Saudi Port Anticipates Breakbulk 'Hypergrowth'
Breakbulk volumes in Saudi Arabia were being driven by a large and young growing population, competitive energy prices and a strategic location, Rayan Qutub, CEO of King Abdullah Port, told visitors at Breakbulk Middle East.
Cargo growth will be further boosted by Saudi Arabia’s ambitious Vision 2030 project and the Kingdom’s move to diversify its exports to reduce dependency on oil in the future.
Breakbulk handling operations at Saudi Arabia’s King Abdullah Port’s stand at almost 20 million tonnes, made up of general cargo at 46 percent, steel at 39 percent, cement at 8 percent and timber at 7 percent.
Qutub expected a “hypergrowth situation” through to 2020 with expected growth of 15 percent in breakbulk volumes, spurred by the unlocking of certain sectors, such as steel which is expected to grow from 8 million tonnes to 11 million tonnes by 2020.
By 2020, King Abdullah Ports expects to be handling 29.5 million tonnes of breakbulk, up from 19.6 million tonnes in 2017. “King Abdullah Port is already ‘walking the walk,’ ” said Qutub.
King Abdullah Port is the first private port in Saudi Arabia and is owned by Ports Development Company, a joint venture between Emaar Economic City and Bin Laden Group. A total of US$2.7 billion has already been invested in the port by the private sector. Total investment is expected to be US$5 billion.

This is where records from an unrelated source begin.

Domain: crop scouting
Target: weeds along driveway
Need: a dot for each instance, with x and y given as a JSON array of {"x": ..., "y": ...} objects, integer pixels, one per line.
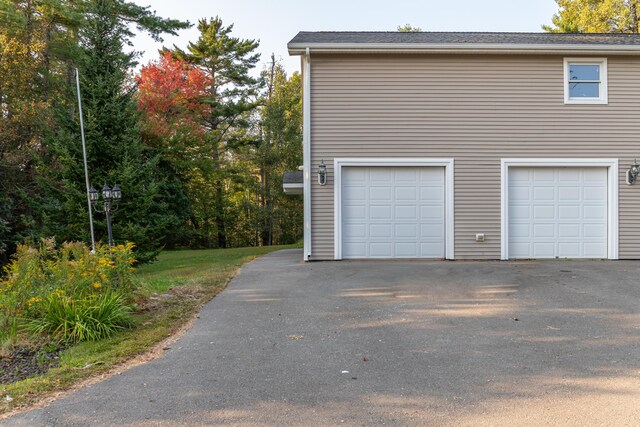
[{"x": 400, "y": 343}]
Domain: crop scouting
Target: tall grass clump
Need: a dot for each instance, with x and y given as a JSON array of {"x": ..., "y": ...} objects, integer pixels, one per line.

King Abdullah Port signed an agreement with AMSteel, a company specialized in operating ports and handling steel shipments, in October 2017, appointing AMSteel as operator of the port’s first bulk and general cargo terminal berth for a period of 25 years.
Photo: King Abdullah Port appointed AMSteel as operator of the port's first bulk and general cargo terminal berth for a period of 25 years. Source: King Abdullah Port.